NumPy Essentials
What
NumPy = Numerical Python. The foundation of the entire Python ML stack. Provides fast n-dimensional arrays and vectorized operations.
Why it matters
- Pandas, scikit-learn, PyTorch all build on NumPy concepts
- Vectorized ops are 10-100x faster than Python loops
- Understanding array shapes is essential for debugging ML code
Key concepts
Creating arrays
import numpy as np
np.array([1, 2, 3]) # from list
np.zeros((3, 4)) # 3×4 matrix of zeros
np.ones((2, 3)) # 2×3 matrix of ones
np.random.randn(5, 3) # 5×3 random normal
np.arange(0, 10, 2) # [0, 2, 4, 6, 8]
np.linspace(0, 1, 5) # 5 evenly spaced points [0, 0.25, 0.5, 0.75, 1]Shape operations
a = np.random.randn(3, 4, 5)
a.shape # (3, 4, 5)
a.reshape(3, 20) # reshape to (3, 20) — total elements must match
a.T # transpose
a.flatten() # 1D
a[np.newaxis, :] # add dimension: (1, 3, 4, 5)Indexing and slicing
a = np.array([[1, 2, 3], [4, 5, 6], [7, 8, 9]])

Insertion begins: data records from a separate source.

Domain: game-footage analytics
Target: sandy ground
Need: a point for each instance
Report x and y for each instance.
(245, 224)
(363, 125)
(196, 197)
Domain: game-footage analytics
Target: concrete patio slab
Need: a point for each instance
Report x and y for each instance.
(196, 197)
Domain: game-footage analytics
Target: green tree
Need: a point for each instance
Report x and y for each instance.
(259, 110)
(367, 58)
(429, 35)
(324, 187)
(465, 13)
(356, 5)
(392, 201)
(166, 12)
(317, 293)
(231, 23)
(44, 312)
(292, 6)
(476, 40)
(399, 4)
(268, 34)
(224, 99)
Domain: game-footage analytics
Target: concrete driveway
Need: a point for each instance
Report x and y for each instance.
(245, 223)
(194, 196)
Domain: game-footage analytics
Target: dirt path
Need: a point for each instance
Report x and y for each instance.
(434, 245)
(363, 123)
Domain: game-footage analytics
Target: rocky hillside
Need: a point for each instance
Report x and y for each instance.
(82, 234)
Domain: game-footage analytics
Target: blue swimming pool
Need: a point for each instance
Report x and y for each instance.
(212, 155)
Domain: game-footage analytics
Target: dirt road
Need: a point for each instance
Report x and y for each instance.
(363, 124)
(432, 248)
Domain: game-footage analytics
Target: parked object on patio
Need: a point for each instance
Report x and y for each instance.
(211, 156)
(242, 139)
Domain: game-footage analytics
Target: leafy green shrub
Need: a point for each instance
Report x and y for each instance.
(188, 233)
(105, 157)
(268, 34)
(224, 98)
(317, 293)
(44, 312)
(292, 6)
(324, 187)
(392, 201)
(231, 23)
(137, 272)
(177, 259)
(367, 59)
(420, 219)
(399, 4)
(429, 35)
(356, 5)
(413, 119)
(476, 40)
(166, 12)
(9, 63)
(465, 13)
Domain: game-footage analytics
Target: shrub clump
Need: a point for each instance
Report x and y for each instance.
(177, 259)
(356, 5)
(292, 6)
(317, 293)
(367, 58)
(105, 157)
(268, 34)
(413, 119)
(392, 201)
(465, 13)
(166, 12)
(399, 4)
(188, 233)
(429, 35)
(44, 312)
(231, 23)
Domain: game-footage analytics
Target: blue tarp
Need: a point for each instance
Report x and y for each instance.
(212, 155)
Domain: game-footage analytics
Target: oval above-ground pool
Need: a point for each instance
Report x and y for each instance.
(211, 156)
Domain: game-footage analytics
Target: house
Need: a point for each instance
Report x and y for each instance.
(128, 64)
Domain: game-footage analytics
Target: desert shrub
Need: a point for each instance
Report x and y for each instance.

a[0] # first row: [1, 2, 3]
a[:, 1] # second column: [2, 5, 8]
a[1:, :2] # rows 1+, first 2 cols: [[4, 5], [7, 8]]
a[a > 5] # boolean indexing: [6, 7, 8, 9]Vectorized operations
a = np.array([1, 2, 3])
b = np.array([4, 5, 6])
a + b # [5, 7, 9]
a * b # [4, 10, 18] element-wise
a @ b # 32 (dot product)
np.sum(a) # 6
np.mean(a) # 2.0
np.std(a) # 0.816...
np.exp(a) # element-wise exponentialBroadcasting
When shapes don’t match, NumPy stretches the smaller array:
M = np.ones((3, 4)) # shape (3, 4)
v = np.array([1, 2, 3, 4]) # shape (4,)
M + v # v broadcasts to (3, 4) — adds to each rowRules: align shapes right-to-left. Dimensions must be equal or one of them is 1.